At the end of the day on Friday, I spoke with one more woman who has come to Paris to broadcast the human cost of climate change and seek solutions. Thandiwe Chidavarume travelled to Paris from Zimbabwe with the Rural Women’s Assembly of southern Africa. She and others from her organisation came to speak with negotiators at COP21 about the effects that climate change-related drought are having on small farmers like herself. They planned a meeting on Friday in the so-called “green zone” of COP21 – where you don’t need a pass to go – and invited negotiators to hear their stories and open a dialogue. Chidavarume told me that not a single negotiator came. The women ended up just telling their stories to each other.
By the Arc de Triomphe
And later on, Chidavarume told her story to me. She and other smallholder women farmers in Zimbabwe want to keep using indigenous seeds rather than purchase seeds from Monsanto, she said. They prefer not to “poison the earth” with chemical fertilisers and pesticides. But drought is making their lives and choices difficult. “Every year when we put [indigenous seeds] on the ground we are hoping to harvest them, but due to the drought caused by climate change we are not harvesting,” she said. “Our indigenous seeds, they are now vanishing from the earth.” Dams have been suggested to store water during drought, but Chidavarume sees that as a solution that makes farmers more vulnerable by threatening displacement.

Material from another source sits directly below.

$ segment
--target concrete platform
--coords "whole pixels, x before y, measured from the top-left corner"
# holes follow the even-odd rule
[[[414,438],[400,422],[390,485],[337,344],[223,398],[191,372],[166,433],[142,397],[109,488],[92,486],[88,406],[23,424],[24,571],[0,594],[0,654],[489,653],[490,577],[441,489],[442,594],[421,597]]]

And so she came with the Rural Women’s Assembly to Paris. “We were hoping to see solutions [in Paris] which are favourable, which are in harmony with the Mother Earth,” she said. “We want a reduction in terms of emissions. We want a concrete agreement, an agreement that is legally binding. An agreement that will force the polluters to stop. An agreement that will force the polluters to come up with mitigation strategies.” She and her group were hoping for progress on the Green Climate Fund to aid projects in developing countries, but although there has been progress, finance remains one of the most contentious topics in the negotiations.
On Saturday, more than ten thousand members of civil society are expected to “rise,” as Staffanson urged, by the Arc de Triomphe in Paris, pushing for the world to keep the large portion of its fossil fuel reserves in the ground. They will do so as negotiators continue to debate, and perhaps in those closed-off halls some part of their voice will be heard.